MRI manifestations of cerebral hemorrhage

Brain hemorrhage MRI performance on MRI is more complex, but also dynamic evolution, each phase of brain hemorrhage in MRI performance is different, each phase performance is as follows: 1, the hyperacute phase refers to the blood time less than 6 hours, leakage of blood has not yet coagulated, showing blood long T1, long T2 signal, diffusion image is high signal; 2, the acute phase refers to 2 days after the blood, red blood cell cell membrane remains intact, intracellular oxygenated hemoglobin release 2. 2 days after the acute phase, the red blood cell membrane remains intact and the intracellular oxygenated hemoglobin is released into deoxyhemoglobin, which is paramagnetic and can shorten the T2 duration with a slightly higher low mixed signal and high diffusion signal; 3. 3 days after the subacute phase, the red blood cell membrane remains intact and intracellular orthoferric hemoglobin appears with strong paramagnetism, which shortens the T1 value of the hematoma.
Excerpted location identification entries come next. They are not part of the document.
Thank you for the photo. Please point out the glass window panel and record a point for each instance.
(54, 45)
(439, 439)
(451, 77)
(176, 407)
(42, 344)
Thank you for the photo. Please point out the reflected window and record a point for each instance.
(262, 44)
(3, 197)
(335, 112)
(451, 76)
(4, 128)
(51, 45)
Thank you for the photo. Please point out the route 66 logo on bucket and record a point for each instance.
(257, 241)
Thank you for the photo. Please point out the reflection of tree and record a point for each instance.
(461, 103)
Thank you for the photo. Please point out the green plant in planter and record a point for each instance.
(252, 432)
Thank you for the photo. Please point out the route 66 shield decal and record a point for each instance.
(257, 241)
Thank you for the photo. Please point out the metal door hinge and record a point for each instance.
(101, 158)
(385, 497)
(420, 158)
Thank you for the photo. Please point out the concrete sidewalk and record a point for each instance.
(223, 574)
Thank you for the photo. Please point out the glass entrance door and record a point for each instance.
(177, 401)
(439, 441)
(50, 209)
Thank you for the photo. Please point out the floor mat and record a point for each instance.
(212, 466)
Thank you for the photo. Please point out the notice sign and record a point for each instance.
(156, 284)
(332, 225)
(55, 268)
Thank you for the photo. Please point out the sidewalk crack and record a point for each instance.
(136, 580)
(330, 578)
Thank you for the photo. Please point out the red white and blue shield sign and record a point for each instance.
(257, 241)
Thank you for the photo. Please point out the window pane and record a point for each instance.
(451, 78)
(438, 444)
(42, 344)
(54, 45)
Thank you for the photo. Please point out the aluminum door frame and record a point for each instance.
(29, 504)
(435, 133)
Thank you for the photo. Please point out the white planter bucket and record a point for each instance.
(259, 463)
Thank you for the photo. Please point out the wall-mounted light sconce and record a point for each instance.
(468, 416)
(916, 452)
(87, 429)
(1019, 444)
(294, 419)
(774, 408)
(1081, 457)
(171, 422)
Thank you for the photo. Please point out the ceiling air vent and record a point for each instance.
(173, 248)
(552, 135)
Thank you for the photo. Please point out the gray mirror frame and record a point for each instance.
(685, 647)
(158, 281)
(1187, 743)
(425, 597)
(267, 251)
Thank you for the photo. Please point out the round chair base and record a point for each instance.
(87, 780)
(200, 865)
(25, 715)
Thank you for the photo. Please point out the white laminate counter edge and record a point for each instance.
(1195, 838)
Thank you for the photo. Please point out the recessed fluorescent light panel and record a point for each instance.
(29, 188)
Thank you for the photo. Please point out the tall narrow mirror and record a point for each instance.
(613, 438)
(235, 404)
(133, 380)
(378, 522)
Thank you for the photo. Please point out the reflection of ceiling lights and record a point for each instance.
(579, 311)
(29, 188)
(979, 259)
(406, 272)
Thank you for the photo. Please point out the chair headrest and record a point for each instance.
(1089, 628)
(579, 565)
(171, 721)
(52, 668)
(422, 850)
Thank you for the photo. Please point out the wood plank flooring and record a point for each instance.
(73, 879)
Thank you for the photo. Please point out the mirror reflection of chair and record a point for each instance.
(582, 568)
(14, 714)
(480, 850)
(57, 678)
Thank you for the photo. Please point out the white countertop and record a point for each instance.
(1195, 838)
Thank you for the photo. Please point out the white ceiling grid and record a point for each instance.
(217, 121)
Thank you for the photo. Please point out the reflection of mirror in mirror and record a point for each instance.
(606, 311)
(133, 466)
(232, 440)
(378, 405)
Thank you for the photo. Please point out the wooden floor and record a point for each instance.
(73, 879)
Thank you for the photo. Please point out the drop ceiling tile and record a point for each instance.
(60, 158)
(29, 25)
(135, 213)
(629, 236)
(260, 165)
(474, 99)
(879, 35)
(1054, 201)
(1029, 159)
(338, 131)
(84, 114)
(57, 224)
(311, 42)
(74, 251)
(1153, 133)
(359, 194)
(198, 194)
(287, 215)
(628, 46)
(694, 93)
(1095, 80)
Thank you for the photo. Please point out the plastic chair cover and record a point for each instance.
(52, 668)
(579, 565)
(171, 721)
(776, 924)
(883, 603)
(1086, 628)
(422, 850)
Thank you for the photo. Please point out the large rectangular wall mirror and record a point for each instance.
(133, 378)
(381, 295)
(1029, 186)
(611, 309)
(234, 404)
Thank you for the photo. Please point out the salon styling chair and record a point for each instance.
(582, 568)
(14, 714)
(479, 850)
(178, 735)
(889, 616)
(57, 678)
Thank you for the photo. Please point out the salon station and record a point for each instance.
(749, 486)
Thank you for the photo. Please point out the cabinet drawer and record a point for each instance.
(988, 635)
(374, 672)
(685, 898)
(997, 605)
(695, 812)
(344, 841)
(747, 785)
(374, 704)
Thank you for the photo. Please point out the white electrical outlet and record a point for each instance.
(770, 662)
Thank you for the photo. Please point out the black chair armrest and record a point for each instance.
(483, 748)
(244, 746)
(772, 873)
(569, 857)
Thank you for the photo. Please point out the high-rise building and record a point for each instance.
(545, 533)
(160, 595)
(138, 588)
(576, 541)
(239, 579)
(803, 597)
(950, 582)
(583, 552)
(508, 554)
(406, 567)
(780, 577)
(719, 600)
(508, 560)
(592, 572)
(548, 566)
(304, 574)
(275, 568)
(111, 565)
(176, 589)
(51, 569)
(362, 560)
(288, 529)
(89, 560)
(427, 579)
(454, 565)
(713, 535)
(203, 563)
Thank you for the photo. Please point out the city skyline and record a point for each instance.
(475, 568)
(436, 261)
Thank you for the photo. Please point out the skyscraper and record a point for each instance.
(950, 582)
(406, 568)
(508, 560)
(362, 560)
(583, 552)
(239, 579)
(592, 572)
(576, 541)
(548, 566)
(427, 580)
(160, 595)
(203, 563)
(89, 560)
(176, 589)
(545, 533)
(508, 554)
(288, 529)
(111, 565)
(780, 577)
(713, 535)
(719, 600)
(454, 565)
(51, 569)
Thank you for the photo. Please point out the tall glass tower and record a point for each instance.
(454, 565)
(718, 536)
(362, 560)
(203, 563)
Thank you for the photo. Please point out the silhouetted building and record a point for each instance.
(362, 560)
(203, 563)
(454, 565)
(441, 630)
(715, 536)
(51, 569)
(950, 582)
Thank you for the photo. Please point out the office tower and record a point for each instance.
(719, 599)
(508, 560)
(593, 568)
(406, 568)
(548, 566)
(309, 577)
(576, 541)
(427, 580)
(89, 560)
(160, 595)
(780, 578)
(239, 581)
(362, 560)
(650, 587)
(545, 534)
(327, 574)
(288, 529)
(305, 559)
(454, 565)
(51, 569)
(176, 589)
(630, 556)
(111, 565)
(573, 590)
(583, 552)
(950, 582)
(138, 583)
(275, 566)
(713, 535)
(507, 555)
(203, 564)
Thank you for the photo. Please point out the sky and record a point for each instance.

Therefore, the hematoma appears high signal from the periphery to the center in T1, low signal in T2, and high signal in the periphery and low signal in the center in diffusion images; 4. In the middle subacute stage, generally speaking, 6-10 days after the hematoma, the erythrocyte cell membrane begins to rupture, and ortho-iron hemoglobin leaks out to the outside of the cell, and the T2 image develops from the periphery to the center in high direction; 5. In the late subacute stage, generally speaking, 10-21 days after the hematoma, the erythrocytes are completely disintegrated The hematoma is mainly dominated by ortho-hemoglobin, and macrophages in the periphery of the hematoma swallow hemoglobin to form iron-containing heme, which has obvious paramagnetic properties and causes magnetic field inhomogeneity. Therefore, hematoma T1 and T2 show significant high signal in this stage, and a linear low signal ring is seen around T2. In the chronic phase, usually after 3 weeks to several months of bleeding, the hematoma gradually absorbs and liquefies, evolving into a liquefied foci with macrophages around the hematoma, with obvious deposits of iron-containing heme, so it shows a low-signal ring on T2.